Eucalyptus leaves contain lots of fiber but aren’t extremely high in nutrition and koalas do have a very slow metabolic rate. Koalas need 18 – 22 hours of sleep per day so they can digest their food and because of the low energy and nutritional value of eucalyptus leaves.
Eucalyptus trees store a lot of water in their leaves. Because of this, koalas usually do not need to drink water. They also get some of their moisture by absorbing moisture on leaves. Large koalas and especially adults do however often need to drink water when they cannot get enough water from just leaves. In drought areas, koalas might also need to drink water.
Koalas do not have any diet variations. If there are no suitable eucalyptus plants available to them, they can starve to death. They are unable to digest other plant types other than eucalyptus species.
Koalas need to consume fresh eucalyptus leaves because they need the moisture in these plants to stay hydrated. They will chew on the leaves of eucalyptus trees to get all their needed nutrients. In drought areas, they also need to drink water.
In the wild, koalas only feed on eucalyptus plants and they only feed on a few varieties of eucalyptus. Because of this, they need to are only found in regions where these suitable tree varieties grow. Most koalas don’t need to drink water in the wild since they get all their needed moisture from the eucalyptus leaves.
In animal parks and conservations, koalas are offered fresh eucalyptus leaves every day. Ideally, koalas are supplied with a few different species of eucalyptus because different types may offer different nutritional benefits. They are also offered fresh water daily even though most koalas won’t drink water at all.
Koalas are mammals. Baby koalas are called joeys and are the size of a jellybean when they are born. They don’t have any hair, ears, and they are completely blind. The mother will keep the joey in a front pouch in her body while the baby koala is still developing.
Koalas have teats inside their pouches. The baby joey will suckle on one of these and continue to develop. Because kola milk is so low in energy, the baby will continue to suckle for up to 12 months. Joeys only start to peek out from the pouch when they are 26 weeks old.
When the joey reaches the age of 6 months, it will be introduced to solids but it is not ready to chew on leaves just yet. The joey is supplied with a eucalyptus pap that the female secrets. At this time, the joey will also emerge from the pouch to explore its environment.
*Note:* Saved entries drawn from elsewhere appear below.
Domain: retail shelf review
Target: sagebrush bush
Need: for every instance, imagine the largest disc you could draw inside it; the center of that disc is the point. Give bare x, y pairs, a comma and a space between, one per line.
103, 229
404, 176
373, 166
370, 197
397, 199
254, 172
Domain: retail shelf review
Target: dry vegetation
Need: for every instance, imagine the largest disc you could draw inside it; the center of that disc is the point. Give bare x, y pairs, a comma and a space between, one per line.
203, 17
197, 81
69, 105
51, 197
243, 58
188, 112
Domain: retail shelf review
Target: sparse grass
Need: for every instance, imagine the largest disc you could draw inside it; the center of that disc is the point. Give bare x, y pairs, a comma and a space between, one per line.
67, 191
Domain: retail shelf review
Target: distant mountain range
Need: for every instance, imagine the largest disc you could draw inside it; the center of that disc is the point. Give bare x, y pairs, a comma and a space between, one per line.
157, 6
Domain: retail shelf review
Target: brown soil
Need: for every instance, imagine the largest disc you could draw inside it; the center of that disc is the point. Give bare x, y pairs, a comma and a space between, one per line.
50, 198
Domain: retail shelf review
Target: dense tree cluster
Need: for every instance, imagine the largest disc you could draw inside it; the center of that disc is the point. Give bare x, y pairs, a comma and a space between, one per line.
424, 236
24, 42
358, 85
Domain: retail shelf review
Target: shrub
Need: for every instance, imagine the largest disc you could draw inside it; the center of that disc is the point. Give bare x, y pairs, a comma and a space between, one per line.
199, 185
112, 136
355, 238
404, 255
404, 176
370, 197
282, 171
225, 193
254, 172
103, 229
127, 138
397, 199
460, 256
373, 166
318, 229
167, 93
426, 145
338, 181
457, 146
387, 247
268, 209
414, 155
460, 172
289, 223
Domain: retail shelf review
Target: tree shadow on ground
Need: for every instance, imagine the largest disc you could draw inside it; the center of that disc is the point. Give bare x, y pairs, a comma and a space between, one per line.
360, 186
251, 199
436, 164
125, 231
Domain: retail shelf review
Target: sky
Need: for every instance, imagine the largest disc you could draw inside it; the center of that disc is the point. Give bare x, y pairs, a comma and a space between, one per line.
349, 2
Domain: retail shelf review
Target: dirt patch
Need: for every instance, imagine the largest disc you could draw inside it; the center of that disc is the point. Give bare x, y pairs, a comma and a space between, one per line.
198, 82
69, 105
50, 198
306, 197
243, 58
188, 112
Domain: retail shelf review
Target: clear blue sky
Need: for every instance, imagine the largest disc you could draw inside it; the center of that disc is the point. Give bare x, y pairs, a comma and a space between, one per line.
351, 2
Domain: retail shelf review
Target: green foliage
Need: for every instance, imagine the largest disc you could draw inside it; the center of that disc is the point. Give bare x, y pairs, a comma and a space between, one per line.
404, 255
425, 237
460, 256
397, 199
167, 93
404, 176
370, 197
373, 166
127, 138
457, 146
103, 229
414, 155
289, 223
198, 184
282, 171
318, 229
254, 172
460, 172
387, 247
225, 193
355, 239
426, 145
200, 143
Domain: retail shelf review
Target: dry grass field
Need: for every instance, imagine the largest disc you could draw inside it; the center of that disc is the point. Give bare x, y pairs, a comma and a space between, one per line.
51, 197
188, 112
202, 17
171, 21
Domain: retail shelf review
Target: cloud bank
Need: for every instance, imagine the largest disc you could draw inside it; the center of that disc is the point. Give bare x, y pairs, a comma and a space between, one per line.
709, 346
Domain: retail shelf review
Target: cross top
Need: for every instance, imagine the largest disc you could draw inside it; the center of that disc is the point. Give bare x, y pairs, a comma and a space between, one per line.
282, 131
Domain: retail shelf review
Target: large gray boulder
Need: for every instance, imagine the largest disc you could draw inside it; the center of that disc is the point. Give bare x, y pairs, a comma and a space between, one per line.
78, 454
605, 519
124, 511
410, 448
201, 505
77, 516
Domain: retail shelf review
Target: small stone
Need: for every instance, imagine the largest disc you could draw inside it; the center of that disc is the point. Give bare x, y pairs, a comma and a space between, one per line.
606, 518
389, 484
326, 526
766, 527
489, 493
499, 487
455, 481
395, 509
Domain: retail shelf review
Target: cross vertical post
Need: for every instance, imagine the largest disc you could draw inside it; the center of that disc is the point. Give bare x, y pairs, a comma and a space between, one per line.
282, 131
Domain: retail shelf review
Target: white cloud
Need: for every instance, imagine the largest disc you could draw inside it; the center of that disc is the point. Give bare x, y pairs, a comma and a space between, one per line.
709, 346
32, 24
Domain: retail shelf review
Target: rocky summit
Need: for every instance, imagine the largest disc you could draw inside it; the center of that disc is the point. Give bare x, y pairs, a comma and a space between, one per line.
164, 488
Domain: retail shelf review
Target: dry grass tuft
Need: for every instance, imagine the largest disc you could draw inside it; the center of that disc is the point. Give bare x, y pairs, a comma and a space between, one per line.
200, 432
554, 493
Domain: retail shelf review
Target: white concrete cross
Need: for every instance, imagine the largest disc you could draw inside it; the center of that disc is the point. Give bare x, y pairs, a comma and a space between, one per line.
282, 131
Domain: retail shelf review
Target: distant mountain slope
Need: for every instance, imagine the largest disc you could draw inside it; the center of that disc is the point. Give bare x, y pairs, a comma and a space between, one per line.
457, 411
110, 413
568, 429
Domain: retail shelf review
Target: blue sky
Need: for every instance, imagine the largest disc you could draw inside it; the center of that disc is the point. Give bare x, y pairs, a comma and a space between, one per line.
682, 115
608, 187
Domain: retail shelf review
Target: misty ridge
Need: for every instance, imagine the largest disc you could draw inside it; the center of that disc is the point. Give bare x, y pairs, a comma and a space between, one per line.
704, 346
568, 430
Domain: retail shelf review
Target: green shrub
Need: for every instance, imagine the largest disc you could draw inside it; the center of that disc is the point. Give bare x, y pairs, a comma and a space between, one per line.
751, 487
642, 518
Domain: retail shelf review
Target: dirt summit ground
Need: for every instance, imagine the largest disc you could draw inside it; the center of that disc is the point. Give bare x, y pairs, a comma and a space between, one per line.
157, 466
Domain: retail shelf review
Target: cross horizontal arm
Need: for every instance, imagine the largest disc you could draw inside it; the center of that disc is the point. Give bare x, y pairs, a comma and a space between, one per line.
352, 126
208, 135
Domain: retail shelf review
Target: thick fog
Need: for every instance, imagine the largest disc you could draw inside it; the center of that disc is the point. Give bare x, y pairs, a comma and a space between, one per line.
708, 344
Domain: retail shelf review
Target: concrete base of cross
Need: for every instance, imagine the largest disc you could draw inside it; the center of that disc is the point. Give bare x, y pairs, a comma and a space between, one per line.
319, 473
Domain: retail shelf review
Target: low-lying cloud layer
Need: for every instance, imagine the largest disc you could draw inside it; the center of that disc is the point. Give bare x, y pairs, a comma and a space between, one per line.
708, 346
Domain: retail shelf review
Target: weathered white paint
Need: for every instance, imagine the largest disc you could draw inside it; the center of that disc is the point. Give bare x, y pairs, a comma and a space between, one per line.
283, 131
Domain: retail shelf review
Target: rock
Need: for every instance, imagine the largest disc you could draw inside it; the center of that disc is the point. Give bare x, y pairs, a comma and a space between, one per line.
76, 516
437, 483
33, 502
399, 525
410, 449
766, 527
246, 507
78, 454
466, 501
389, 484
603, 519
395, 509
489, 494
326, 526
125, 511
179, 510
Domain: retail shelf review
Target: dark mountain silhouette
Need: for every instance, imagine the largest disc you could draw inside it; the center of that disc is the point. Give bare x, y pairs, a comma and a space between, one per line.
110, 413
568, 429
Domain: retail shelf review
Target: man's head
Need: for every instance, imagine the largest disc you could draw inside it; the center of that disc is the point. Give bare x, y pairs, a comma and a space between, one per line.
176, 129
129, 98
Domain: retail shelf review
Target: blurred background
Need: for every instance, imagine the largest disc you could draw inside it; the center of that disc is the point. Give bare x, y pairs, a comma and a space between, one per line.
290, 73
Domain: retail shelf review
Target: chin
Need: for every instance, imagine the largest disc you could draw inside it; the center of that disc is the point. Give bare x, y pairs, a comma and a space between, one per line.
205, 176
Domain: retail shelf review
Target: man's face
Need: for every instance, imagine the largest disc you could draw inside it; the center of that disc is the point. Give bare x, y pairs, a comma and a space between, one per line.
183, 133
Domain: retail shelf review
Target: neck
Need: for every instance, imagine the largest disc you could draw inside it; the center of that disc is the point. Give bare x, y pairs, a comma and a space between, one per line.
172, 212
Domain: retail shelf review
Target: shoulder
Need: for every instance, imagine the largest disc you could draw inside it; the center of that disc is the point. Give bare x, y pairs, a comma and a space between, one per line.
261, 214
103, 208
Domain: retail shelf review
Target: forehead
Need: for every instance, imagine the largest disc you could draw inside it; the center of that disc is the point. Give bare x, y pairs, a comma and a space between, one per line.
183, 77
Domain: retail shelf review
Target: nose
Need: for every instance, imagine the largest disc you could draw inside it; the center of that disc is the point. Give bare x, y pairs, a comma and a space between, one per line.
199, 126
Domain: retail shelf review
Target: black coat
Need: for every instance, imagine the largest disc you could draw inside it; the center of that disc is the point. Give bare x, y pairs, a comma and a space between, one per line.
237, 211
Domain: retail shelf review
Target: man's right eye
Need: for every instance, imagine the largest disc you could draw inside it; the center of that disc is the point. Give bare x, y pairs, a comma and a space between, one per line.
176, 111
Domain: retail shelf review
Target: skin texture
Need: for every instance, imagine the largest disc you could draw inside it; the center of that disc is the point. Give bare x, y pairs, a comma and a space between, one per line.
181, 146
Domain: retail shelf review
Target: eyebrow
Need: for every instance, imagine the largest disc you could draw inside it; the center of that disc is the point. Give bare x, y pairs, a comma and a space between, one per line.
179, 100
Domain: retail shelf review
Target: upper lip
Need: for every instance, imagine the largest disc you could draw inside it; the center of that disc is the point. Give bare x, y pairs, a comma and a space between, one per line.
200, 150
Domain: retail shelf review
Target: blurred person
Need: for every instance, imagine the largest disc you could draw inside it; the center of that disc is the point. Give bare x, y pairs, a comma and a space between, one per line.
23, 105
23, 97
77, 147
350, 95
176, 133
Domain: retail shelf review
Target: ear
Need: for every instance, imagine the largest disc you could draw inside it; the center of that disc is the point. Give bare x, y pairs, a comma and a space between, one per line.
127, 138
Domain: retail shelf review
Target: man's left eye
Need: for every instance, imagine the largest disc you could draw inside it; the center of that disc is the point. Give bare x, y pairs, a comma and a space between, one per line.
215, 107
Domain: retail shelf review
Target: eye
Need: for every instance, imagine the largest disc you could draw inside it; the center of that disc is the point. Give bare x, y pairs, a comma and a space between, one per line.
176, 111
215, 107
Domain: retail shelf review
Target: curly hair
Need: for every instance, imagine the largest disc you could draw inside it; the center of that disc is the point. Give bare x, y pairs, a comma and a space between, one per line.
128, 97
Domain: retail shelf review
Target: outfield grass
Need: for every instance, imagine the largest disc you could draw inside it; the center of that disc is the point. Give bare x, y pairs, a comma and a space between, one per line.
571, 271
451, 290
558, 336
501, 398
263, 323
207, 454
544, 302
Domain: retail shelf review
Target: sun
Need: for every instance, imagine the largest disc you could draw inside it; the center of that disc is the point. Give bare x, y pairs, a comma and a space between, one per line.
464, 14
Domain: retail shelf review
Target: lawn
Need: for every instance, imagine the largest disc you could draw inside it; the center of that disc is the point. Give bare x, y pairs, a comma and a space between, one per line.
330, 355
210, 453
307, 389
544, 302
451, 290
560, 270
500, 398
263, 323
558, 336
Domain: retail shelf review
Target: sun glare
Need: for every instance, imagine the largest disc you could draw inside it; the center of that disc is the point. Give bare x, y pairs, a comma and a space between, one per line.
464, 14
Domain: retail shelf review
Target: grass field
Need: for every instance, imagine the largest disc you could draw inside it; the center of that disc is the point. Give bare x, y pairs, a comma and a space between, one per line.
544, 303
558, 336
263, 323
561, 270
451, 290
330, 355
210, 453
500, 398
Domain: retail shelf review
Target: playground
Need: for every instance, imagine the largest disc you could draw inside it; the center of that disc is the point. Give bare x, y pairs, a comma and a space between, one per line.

The joey only needs to consume the high protein pap for about one month before it will be ready to start feeding on eucalyptus leaves. It will slowly increase consumption and will completely leave the pouch when it is about 9 months old.
An average koala eats about 200 – 500 grams of leaves per day. They have sharp front teeth to help them nip the leaves from trees.
Koalas only feed for up to 6 hours per day but they do need to feed every day so they can stay nourished. The rest of the time is spent sleeping and digesting the food they ate.
Most koalas do not need to drink water. They get all their needed moisture from the leaves they eat. But large male koalas might need to drink water if they cannot get enough moisture from their food. Kolas can also drink water in dry seasons or when it is extremely hot.
Typically, these animals do not bite. They are not known to be aggressive. But a koala can bite if they feel threatened or scared. They are, however, more likely to scratch you with their long nails than they are to bite you. These animals are not very fast and do not have a lot of energy. But if they feel threatened they can become quite aggressive and they can bite very hard.
It is best to avoid handling a wild koala as much as possible. Their bites can be quite painful and can even require stitches.